A pesquisa “Ganhar vida, perder a liberdade: trabalho, tráfico e sistema socioeducativo”, do Centro de Estudos de Segurança e Cidadania da Universidade Cândido Mendes (CESeC), divulgada na última quarta-feira revelou quem são os jovens em privação de liberdade por tráfico de drogas. Os números da pesquisa deixam explícitas todas as dificuldades que eles passaram até chegarem aos departamentos gerais de ações socioeducativas (Degase); 84% se declaram pretos ou pardos e 71% têm renda familiar de até um salário mínimo. Além da pobreza, outro fator comum é a exposição a violência policial e sexual, 31% já sofreram algum tipo de tortura por agentes de segurança pública, 29% já foram vítimas de algum tipo de abuso sexual e 7% estavam em situação de exploração sexual. Todos esses dados somados a falta de políticas públicas de proteção da juventude lotam as casas de medidas socioeducativas e geram o estigma que esses jovens carregam ao passar por esses lares.
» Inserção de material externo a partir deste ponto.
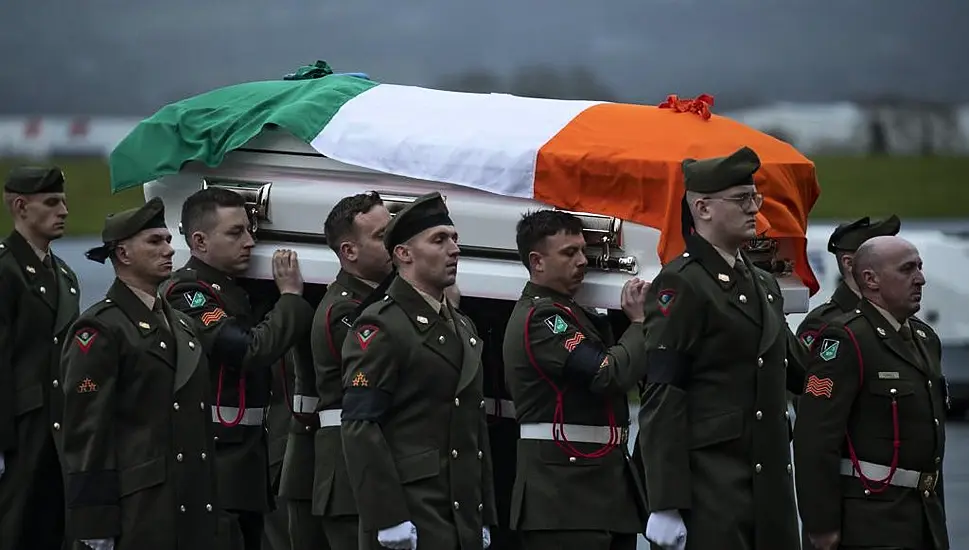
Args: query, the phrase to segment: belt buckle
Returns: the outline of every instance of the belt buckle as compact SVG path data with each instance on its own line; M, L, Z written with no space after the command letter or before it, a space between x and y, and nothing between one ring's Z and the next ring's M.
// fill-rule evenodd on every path
M935 484L938 480L938 470L919 474L919 491L935 492Z
M623 426L620 430L621 431L619 432L619 441L623 444L623 446L628 445L629 444L629 426Z

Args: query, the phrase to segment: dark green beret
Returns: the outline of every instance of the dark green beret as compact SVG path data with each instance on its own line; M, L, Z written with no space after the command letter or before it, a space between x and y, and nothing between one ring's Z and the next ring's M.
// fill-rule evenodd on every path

O Estatuto da Criança e do Adolescente (ECA) prevê que tráfico de drogas não deve resultar em privação da liberdade, uma vez que a Organização Internacional do Trabalho (OIT), considera o tráfico de drogas um dos piores tipos de exploração do trabalho infantil. As jornadas costumam ser de mais que 10 horas por dia e, em média, com remuneração de 4 reais a hora e alguns casos uma “comissão” da venda paga em substâncias. Situações que levam os adolescentes ou ao vício ou a se tornarem em conflito com a lei. E, mais grave que a vulnerabilidade da imensa maioria desses jovens, é que os menores de idade acusados de tráfico de drogas entraram em sistema que se diz “socioeducativo” sem ter cometido qualquer ato de violência propriamente dito, o que fere o ECA. Além disso as condições dos departamentos socioeducativos das cidades brasileiras frequentemente carecem de itens básicos de higiene, condições de estudo e lazer e são frequentes os relatos de torturas e humilhações. A prática da tortura ainda é recorrente sofrido pelos menores internos e um tabu para as denúncias nas comissões de direitos humanos de todas as capitais.
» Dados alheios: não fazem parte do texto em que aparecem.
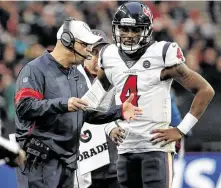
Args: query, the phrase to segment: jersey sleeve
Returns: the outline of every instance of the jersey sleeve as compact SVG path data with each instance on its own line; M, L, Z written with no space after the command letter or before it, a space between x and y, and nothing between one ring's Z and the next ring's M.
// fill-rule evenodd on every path
M165 67L171 67L185 62L185 57L179 45L175 42L170 43L166 51Z
M110 66L107 66L106 56L105 56L105 53L108 53L108 52L105 51L108 46L109 46L109 45L106 45L106 46L104 46L104 47L100 50L99 57L98 57L98 66L104 71L104 73L105 73L105 79L107 79L108 82L109 82L111 85L113 85L112 75L111 75L111 71L110 71ZM104 52L105 52L105 53L104 53Z
M104 66L103 66L103 62L102 62L102 58L101 58L101 52L99 53L99 57L98 57L98 66L104 70Z
M16 81L15 108L19 118L32 120L47 114L68 112L68 99L44 99L44 75L26 65Z
M109 46L109 44L103 46L99 52L99 57L98 57L98 66L104 70L104 64L103 64L103 55L104 55L104 51L106 50L106 48Z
O relato de uma adolescente que cumpre medida socioeducativa no Centro de Socioeducação (Cense) de Curitiba se assemelham aos relatos de um amigo que foi aluno do Cense em 2005. Narrativas longas, que começam com superlotação, falta de itens de higiene, brigas entre os alunos e principalmente abuso de poder dos educandos. Piadas de cunho humilhante, comentários sexistas, privação de alimentos, ameaças, agressões físicas. Os dois nunca falam muito sobre o assunto mas quando falam enchem os olhos de lágrimas e engasgam a voz. Ambos dizem ter certeza que o discursos de Jair Bolsonaro de desprezo aos direitos humanos e exaltação da tortura pioram o cenário para crianças e adolescentes da casa e que temem pelas práticas desses agentes dentro e fora dos lares socioeducativos.
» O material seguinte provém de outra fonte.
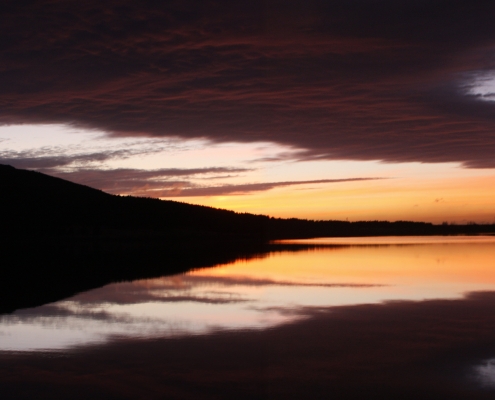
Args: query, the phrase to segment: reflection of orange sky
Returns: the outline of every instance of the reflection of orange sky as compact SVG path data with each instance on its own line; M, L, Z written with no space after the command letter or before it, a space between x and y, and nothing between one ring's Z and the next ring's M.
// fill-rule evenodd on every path
M176 276L110 284L4 316L0 351L264 329L336 306L455 299L469 292L495 291L495 237L345 240L427 244L275 252Z
M494 198L495 175L487 175L304 185L181 200L283 218L494 223Z
M319 284L495 284L495 241L353 246L273 254L192 275Z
Fica clara a semelhança entre os departamentos gerais de medidas socioeducativas e cadeias brasileiras tanto nos dados apresentados pela pesquisa quanto nas narrativas dos adolescentes. O que queremos com um lugar que reforça ainda mais os estigmas da pobreza e não oferece maneiras de reintegração? Se antes desses adolescentes estarem em conflito com a lei, eles já estavam privados de dignidade e igualdade, não podemos nos surpreender pela falta de perspectivas e crenças no sistema capitalista. Não encarar a privação de liberdade como projeto de genocídio da juventude negra periférica é fechar os olhos para os problemas socais e também cegar-se ao fato que o ECA não está sendo cumprido para proteção, uma vez que garante que apenas crimes com violência propriamente dita sejam passíveis de cerceamento de liberdade, e que o estado está sendo mais uma vez criminoso contra os vulneráveis. Queremos um futuro de igualdade livre de qualquer opressão e dependemos de nossa juventude viva e assistida.